Search Futures - Update

Richard Smith | Dec 7, 2021

In July, we posted our progress so far and gave some intentions for the future. This post looks at the progress since then and showcases a minimum viable product looking at content generation, a web server and client tools.

This article assumes you have some background understanding of what we are doing. If you have not already, the background, requirements and progress sections of the previous blog will give the background.

We hope to create a full stack solution for other organisations with similar desires, including an indexing framework, API server, clients and vocabulary management. We have recently run a technical workshop looking at details of some of the following components. Recordings can be found here

Index

Indexing Framework

The first change is a bit of re-branding. The indexing framework is lead by the asset-scanner. This provides the base classes and includes the re-useable processors, e.g. regex processor. The asset scanner also provides the entry point to the indexing chain via the command-line command asset_scanner.

Three more packages comprise the individual workflows to convert a stream of assets into content for the STAC catalog. They have been given the naming convention *-generator

Asset Generator

The asset generator is responsible for extracting basic file-level information needed for serving files.

  • Location
  • Size
  • Last Modified

We have tested this system both against traditional disk filesystems and Object Store using Google Cloud and Amazon S3.

We are also in the process of adding support for property extraction at the asset level. For example, you might want to extract the datetime for a particular file. Although the STAC specification does not support searching these properties, it might be beneficial for downstream clients to have this information available.

Item Generator

The item generator forms the glue which brings together assets and collections. Collection IDs are pulled from the item description files and given to an item. Item IDs are generated, based on the content, and assigned to the relevant assets.

Item ID generation is what brings related assets together. The item generator pulls out named facets. Aggregation facets, defined in the item description, tell the system what constitutes a meaningful blob. All assets from which I can extract these facets, and their values are the same, are related.

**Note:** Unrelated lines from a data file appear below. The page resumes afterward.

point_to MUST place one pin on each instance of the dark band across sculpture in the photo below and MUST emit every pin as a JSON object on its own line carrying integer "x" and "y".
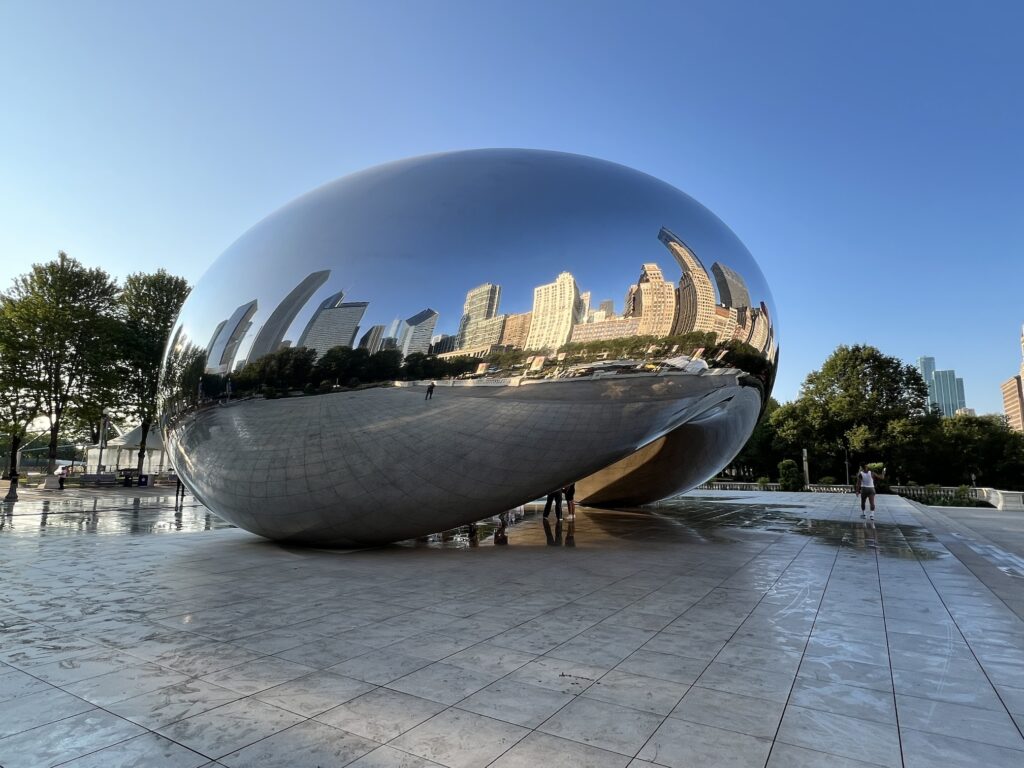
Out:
{"x": 580, "y": 321}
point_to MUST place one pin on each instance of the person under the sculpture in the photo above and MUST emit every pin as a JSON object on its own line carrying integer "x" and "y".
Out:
{"x": 555, "y": 497}
{"x": 569, "y": 492}
{"x": 864, "y": 485}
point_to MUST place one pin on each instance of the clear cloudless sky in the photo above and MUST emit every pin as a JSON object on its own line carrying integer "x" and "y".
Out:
{"x": 870, "y": 155}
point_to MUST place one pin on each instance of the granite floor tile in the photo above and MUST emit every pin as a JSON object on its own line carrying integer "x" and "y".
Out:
{"x": 540, "y": 749}
{"x": 388, "y": 757}
{"x": 308, "y": 744}
{"x": 381, "y": 715}
{"x": 315, "y": 693}
{"x": 253, "y": 677}
{"x": 679, "y": 743}
{"x": 745, "y": 681}
{"x": 557, "y": 674}
{"x": 173, "y": 702}
{"x": 516, "y": 702}
{"x": 649, "y": 694}
{"x": 460, "y": 739}
{"x": 66, "y": 739}
{"x": 146, "y": 750}
{"x": 380, "y": 667}
{"x": 755, "y": 717}
{"x": 603, "y": 725}
{"x": 929, "y": 750}
{"x": 787, "y": 756}
{"x": 840, "y": 734}
{"x": 442, "y": 682}
{"x": 663, "y": 666}
{"x": 987, "y": 726}
{"x": 844, "y": 699}
{"x": 230, "y": 727}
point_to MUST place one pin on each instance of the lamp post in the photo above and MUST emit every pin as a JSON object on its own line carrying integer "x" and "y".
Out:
{"x": 102, "y": 441}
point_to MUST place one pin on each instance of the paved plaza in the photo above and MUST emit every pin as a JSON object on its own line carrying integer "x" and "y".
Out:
{"x": 715, "y": 630}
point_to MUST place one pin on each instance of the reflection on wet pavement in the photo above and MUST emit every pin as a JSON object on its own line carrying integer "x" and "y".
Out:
{"x": 771, "y": 629}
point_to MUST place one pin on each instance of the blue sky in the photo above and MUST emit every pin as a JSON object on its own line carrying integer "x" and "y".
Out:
{"x": 868, "y": 154}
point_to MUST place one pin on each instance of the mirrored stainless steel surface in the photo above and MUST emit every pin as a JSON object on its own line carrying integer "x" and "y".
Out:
{"x": 580, "y": 321}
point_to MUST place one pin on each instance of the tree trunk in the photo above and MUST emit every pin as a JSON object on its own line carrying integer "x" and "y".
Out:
{"x": 15, "y": 443}
{"x": 141, "y": 443}
{"x": 54, "y": 434}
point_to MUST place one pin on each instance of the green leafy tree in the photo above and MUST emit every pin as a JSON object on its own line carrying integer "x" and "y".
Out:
{"x": 788, "y": 475}
{"x": 19, "y": 390}
{"x": 151, "y": 304}
{"x": 66, "y": 316}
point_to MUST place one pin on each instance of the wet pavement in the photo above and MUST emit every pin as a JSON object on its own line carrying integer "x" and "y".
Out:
{"x": 716, "y": 629}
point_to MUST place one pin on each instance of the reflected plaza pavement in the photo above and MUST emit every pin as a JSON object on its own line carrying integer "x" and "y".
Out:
{"x": 716, "y": 629}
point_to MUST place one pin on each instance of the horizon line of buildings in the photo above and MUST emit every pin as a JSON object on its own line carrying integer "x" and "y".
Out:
{"x": 560, "y": 314}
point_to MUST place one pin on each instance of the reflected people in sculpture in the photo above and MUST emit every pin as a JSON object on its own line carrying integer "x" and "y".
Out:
{"x": 589, "y": 325}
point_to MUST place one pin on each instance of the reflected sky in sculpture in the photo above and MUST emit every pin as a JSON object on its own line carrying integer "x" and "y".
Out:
{"x": 560, "y": 259}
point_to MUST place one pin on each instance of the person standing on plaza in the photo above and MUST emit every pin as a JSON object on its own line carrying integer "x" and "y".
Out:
{"x": 569, "y": 492}
{"x": 864, "y": 485}
{"x": 555, "y": 497}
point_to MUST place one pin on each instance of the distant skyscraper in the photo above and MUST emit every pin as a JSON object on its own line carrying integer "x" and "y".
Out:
{"x": 653, "y": 301}
{"x": 926, "y": 366}
{"x": 556, "y": 308}
{"x": 1013, "y": 396}
{"x": 334, "y": 325}
{"x": 372, "y": 339}
{"x": 415, "y": 333}
{"x": 945, "y": 389}
{"x": 696, "y": 294}
{"x": 225, "y": 343}
{"x": 516, "y": 330}
{"x": 273, "y": 330}
{"x": 480, "y": 325}
{"x": 731, "y": 288}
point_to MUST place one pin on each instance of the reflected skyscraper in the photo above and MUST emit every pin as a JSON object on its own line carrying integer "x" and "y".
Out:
{"x": 273, "y": 330}
{"x": 731, "y": 288}
{"x": 415, "y": 333}
{"x": 334, "y": 325}
{"x": 556, "y": 308}
{"x": 228, "y": 336}
{"x": 695, "y": 294}
{"x": 653, "y": 301}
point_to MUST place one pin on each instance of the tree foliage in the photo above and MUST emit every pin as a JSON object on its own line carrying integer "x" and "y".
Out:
{"x": 863, "y": 406}
{"x": 66, "y": 316}
{"x": 150, "y": 304}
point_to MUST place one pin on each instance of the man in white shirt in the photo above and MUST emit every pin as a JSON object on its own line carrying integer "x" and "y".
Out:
{"x": 865, "y": 486}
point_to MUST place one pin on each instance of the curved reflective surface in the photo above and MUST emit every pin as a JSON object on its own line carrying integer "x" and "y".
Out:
{"x": 579, "y": 321}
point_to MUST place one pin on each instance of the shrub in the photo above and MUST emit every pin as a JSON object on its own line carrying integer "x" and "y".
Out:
{"x": 788, "y": 475}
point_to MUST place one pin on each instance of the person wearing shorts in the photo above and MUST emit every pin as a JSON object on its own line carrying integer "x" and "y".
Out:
{"x": 865, "y": 486}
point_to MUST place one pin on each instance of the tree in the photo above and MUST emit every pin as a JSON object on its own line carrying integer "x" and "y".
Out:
{"x": 151, "y": 304}
{"x": 850, "y": 406}
{"x": 65, "y": 317}
{"x": 19, "y": 390}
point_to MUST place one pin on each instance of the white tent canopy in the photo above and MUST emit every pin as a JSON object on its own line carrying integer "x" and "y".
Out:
{"x": 122, "y": 453}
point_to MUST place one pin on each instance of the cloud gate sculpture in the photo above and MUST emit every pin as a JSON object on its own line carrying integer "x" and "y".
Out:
{"x": 580, "y": 322}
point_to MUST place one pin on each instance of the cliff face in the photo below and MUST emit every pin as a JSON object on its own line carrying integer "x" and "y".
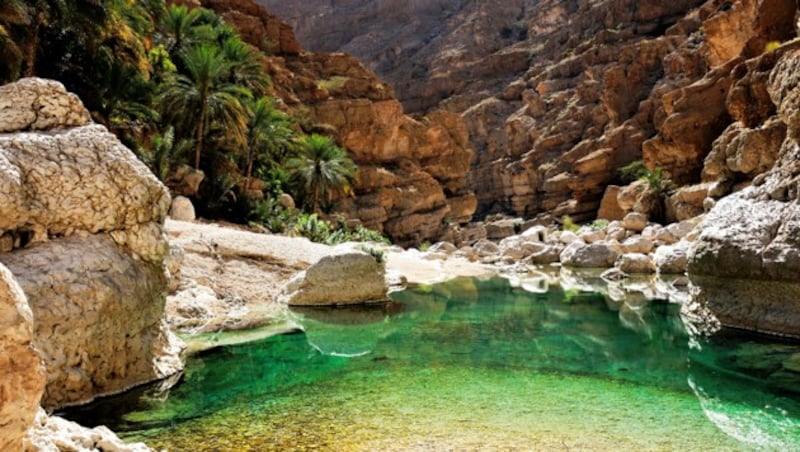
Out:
{"x": 412, "y": 172}
{"x": 747, "y": 271}
{"x": 558, "y": 94}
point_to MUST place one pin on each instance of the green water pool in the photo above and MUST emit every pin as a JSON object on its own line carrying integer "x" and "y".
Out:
{"x": 476, "y": 365}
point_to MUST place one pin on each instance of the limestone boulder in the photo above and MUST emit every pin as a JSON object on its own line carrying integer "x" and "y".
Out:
{"x": 687, "y": 202}
{"x": 22, "y": 377}
{"x": 550, "y": 254}
{"x": 592, "y": 255}
{"x": 53, "y": 433}
{"x": 762, "y": 247}
{"x": 99, "y": 317}
{"x": 500, "y": 229}
{"x": 38, "y": 104}
{"x": 346, "y": 276}
{"x": 637, "y": 244}
{"x": 672, "y": 259}
{"x": 87, "y": 247}
{"x": 635, "y": 222}
{"x": 486, "y": 248}
{"x": 83, "y": 178}
{"x": 182, "y": 209}
{"x": 747, "y": 272}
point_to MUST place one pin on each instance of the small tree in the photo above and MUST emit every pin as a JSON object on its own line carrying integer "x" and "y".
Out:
{"x": 203, "y": 98}
{"x": 321, "y": 170}
{"x": 269, "y": 136}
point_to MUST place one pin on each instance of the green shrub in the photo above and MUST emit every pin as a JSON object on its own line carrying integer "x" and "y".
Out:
{"x": 772, "y": 45}
{"x": 632, "y": 172}
{"x": 658, "y": 181}
{"x": 379, "y": 255}
{"x": 567, "y": 224}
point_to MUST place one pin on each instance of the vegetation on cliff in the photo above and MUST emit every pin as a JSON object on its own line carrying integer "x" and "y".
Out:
{"x": 183, "y": 89}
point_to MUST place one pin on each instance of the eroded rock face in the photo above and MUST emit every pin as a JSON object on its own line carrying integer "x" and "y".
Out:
{"x": 37, "y": 104}
{"x": 749, "y": 240}
{"x": 557, "y": 95}
{"x": 346, "y": 276}
{"x": 99, "y": 320}
{"x": 22, "y": 375}
{"x": 84, "y": 220}
{"x": 52, "y": 433}
{"x": 412, "y": 180}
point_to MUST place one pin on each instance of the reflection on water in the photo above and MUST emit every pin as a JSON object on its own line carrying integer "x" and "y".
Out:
{"x": 471, "y": 363}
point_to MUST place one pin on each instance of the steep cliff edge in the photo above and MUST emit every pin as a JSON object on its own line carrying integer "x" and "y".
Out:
{"x": 81, "y": 231}
{"x": 412, "y": 179}
{"x": 746, "y": 262}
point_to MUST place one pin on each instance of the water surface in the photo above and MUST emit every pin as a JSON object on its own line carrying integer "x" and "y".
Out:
{"x": 477, "y": 364}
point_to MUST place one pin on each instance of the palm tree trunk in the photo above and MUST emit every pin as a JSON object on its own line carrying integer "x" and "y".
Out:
{"x": 198, "y": 139}
{"x": 31, "y": 44}
{"x": 249, "y": 173}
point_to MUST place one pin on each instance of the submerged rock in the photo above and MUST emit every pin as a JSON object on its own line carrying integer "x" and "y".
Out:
{"x": 580, "y": 254}
{"x": 346, "y": 276}
{"x": 52, "y": 433}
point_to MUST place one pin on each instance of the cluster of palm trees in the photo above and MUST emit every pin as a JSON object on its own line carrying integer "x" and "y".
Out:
{"x": 177, "y": 84}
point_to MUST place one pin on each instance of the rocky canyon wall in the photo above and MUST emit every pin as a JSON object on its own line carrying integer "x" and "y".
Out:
{"x": 558, "y": 94}
{"x": 412, "y": 180}
{"x": 746, "y": 263}
{"x": 80, "y": 231}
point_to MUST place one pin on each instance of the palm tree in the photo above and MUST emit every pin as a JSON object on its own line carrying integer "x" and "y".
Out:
{"x": 12, "y": 13}
{"x": 203, "y": 98}
{"x": 321, "y": 170}
{"x": 177, "y": 27}
{"x": 269, "y": 135}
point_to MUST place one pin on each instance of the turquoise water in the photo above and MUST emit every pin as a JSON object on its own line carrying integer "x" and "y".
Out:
{"x": 474, "y": 365}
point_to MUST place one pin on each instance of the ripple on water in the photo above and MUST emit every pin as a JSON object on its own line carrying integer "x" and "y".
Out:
{"x": 471, "y": 365}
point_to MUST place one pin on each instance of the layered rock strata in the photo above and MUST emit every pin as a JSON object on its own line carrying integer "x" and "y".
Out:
{"x": 81, "y": 231}
{"x": 557, "y": 95}
{"x": 412, "y": 172}
{"x": 746, "y": 262}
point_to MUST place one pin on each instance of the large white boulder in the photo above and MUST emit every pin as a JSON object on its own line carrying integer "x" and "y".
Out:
{"x": 347, "y": 275}
{"x": 580, "y": 254}
{"x": 22, "y": 375}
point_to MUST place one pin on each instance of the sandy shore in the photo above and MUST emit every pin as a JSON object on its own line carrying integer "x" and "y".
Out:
{"x": 230, "y": 278}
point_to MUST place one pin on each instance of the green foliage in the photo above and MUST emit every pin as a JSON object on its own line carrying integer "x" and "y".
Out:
{"x": 333, "y": 84}
{"x": 203, "y": 99}
{"x": 771, "y": 45}
{"x": 277, "y": 219}
{"x": 567, "y": 224}
{"x": 378, "y": 254}
{"x": 270, "y": 139}
{"x": 658, "y": 181}
{"x": 319, "y": 171}
{"x": 632, "y": 172}
{"x": 164, "y": 152}
{"x": 180, "y": 86}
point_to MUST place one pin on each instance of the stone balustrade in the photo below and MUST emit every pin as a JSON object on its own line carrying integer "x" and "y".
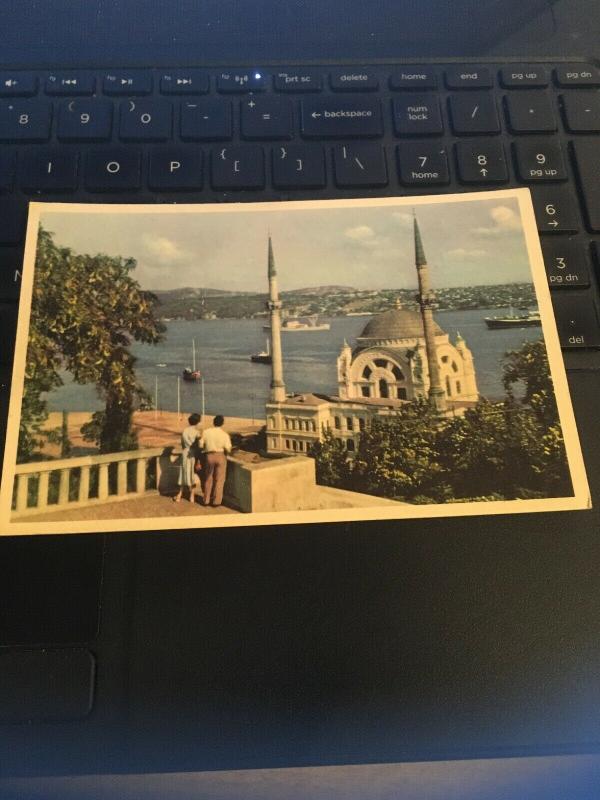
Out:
{"x": 86, "y": 480}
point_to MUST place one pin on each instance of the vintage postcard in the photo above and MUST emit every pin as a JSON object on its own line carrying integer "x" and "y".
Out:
{"x": 198, "y": 366}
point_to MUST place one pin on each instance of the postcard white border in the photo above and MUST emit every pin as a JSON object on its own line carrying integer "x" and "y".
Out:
{"x": 580, "y": 500}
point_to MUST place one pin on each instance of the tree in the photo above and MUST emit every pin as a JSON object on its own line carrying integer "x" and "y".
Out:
{"x": 85, "y": 313}
{"x": 333, "y": 465}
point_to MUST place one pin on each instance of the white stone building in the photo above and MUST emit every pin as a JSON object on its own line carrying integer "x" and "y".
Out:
{"x": 389, "y": 366}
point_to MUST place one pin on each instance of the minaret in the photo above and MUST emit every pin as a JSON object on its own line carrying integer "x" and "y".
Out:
{"x": 437, "y": 395}
{"x": 277, "y": 394}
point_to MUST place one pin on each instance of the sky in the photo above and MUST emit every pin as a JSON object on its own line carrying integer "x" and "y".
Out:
{"x": 466, "y": 244}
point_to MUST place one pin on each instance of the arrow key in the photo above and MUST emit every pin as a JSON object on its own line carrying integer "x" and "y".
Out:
{"x": 555, "y": 209}
{"x": 481, "y": 161}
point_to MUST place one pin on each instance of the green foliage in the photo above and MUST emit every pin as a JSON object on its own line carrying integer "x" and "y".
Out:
{"x": 85, "y": 312}
{"x": 507, "y": 450}
{"x": 333, "y": 466}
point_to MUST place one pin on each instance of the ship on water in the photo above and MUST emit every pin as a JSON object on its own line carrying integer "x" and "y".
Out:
{"x": 309, "y": 324}
{"x": 531, "y": 319}
{"x": 264, "y": 357}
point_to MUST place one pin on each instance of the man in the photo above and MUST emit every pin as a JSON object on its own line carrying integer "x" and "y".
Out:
{"x": 217, "y": 445}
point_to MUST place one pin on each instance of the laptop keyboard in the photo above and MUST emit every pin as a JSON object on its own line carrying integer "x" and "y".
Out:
{"x": 194, "y": 135}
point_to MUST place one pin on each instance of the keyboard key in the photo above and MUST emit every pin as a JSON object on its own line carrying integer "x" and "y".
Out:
{"x": 241, "y": 82}
{"x": 582, "y": 111}
{"x": 7, "y": 169}
{"x": 25, "y": 121}
{"x": 11, "y": 265}
{"x": 238, "y": 168}
{"x": 298, "y": 167}
{"x": 524, "y": 76}
{"x": 469, "y": 78}
{"x": 79, "y": 83}
{"x": 566, "y": 263}
{"x": 191, "y": 81}
{"x": 175, "y": 168}
{"x": 555, "y": 209}
{"x": 481, "y": 161}
{"x": 576, "y": 320}
{"x": 417, "y": 78}
{"x": 417, "y": 115}
{"x": 353, "y": 79}
{"x": 18, "y": 84}
{"x": 587, "y": 159}
{"x": 113, "y": 170}
{"x": 530, "y": 112}
{"x": 133, "y": 82}
{"x": 474, "y": 113}
{"x": 13, "y": 216}
{"x": 206, "y": 120}
{"x": 577, "y": 75}
{"x": 422, "y": 164}
{"x": 85, "y": 120}
{"x": 51, "y": 169}
{"x": 540, "y": 160}
{"x": 266, "y": 118}
{"x": 341, "y": 118}
{"x": 146, "y": 120}
{"x": 360, "y": 165}
{"x": 298, "y": 81}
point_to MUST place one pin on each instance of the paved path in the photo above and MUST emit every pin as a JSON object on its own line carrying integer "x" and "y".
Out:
{"x": 150, "y": 505}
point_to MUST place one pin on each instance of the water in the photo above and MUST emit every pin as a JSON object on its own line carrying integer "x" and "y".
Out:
{"x": 234, "y": 386}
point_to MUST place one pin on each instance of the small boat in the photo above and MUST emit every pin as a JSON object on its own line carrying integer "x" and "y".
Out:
{"x": 264, "y": 357}
{"x": 192, "y": 374}
{"x": 310, "y": 324}
{"x": 530, "y": 320}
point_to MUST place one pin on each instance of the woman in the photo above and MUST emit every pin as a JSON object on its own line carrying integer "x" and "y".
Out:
{"x": 189, "y": 443}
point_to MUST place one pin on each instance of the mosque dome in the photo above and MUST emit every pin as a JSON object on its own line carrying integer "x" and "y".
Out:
{"x": 396, "y": 323}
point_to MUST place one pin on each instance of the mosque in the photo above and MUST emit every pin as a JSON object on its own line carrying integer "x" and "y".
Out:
{"x": 400, "y": 356}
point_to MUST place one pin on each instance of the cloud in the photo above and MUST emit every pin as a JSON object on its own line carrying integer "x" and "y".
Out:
{"x": 360, "y": 233}
{"x": 505, "y": 220}
{"x": 461, "y": 252}
{"x": 162, "y": 249}
{"x": 406, "y": 220}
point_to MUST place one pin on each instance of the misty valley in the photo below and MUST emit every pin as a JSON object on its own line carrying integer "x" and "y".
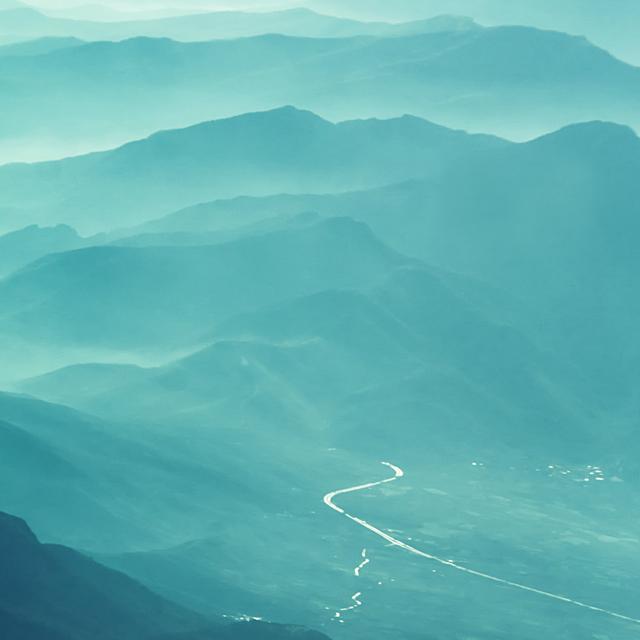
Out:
{"x": 319, "y": 321}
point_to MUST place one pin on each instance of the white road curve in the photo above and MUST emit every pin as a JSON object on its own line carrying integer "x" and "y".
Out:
{"x": 399, "y": 473}
{"x": 362, "y": 565}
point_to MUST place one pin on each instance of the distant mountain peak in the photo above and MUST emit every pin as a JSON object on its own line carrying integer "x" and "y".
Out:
{"x": 590, "y": 134}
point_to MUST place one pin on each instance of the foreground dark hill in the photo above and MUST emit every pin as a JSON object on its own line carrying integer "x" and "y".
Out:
{"x": 262, "y": 153}
{"x": 51, "y": 592}
{"x": 54, "y": 593}
{"x": 93, "y": 483}
{"x": 515, "y": 81}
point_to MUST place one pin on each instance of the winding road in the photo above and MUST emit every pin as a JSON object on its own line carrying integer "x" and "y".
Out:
{"x": 399, "y": 473}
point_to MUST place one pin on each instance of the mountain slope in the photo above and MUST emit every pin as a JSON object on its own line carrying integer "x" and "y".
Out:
{"x": 19, "y": 248}
{"x": 262, "y": 153}
{"x": 51, "y": 592}
{"x": 93, "y": 483}
{"x": 59, "y": 593}
{"x": 170, "y": 296}
{"x": 28, "y": 22}
{"x": 518, "y": 82}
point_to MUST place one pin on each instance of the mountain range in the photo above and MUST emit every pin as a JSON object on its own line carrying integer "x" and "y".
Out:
{"x": 50, "y": 592}
{"x": 28, "y": 22}
{"x": 255, "y": 154}
{"x": 514, "y": 81}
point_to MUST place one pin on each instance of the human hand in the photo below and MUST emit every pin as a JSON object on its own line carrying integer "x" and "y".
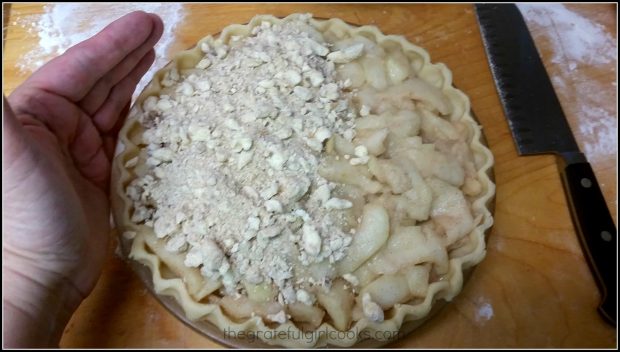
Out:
{"x": 61, "y": 127}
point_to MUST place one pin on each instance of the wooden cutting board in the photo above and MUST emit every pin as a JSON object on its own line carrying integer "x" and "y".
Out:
{"x": 533, "y": 289}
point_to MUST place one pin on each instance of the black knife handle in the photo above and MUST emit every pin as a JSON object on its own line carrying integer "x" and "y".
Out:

This approach creates a different problem, discussed later.

Collection Generator

The collection generator works slightly differently to the other two. Whereas the asset and item generators are designed to work on a stream of assets, the collection generator works to summarise the related items.

It is conceivable that this could be run on a schedule, summarising daily or at whatever interval most fits your use case.

All 3 of the generators work on a similar pattern:

Processing workflow for generating content for the STAC API using the CEDA python packages

Remaining Challenges

It is certain that there are complexities which we have not addressed. Some that we are aware of and working to address:

  • Item Aggregation
  • Multiple access methods for a single asset

Item Aggregation

As we are using a stream of assets to create our items, the item metadata is generated as the granularity of assets. So far, we have been allowing Elasticsearch to merge the JSON documents. This merge will add new keys and overwrite existing keys. This has been fine but obvious errors occur with things like start_time/end_time for assets as part of a time series and items for which multiple value for a given facet are valid.

Possible solutions:

  1. Push facet extraction to the asset level object and then aggregate assets to form items and items to form collections.
  2. Cache item objects and perform periodic merges of related objects before storing (could be queue or disk based)

STAC API

The second update comes to our API server. We are using STAC FastAPI a community project building a STAC server on the FastAPI framework. It comes with sample implementations for Postgres and using SQLAlchemy. We have developed an Elasticsearch backend.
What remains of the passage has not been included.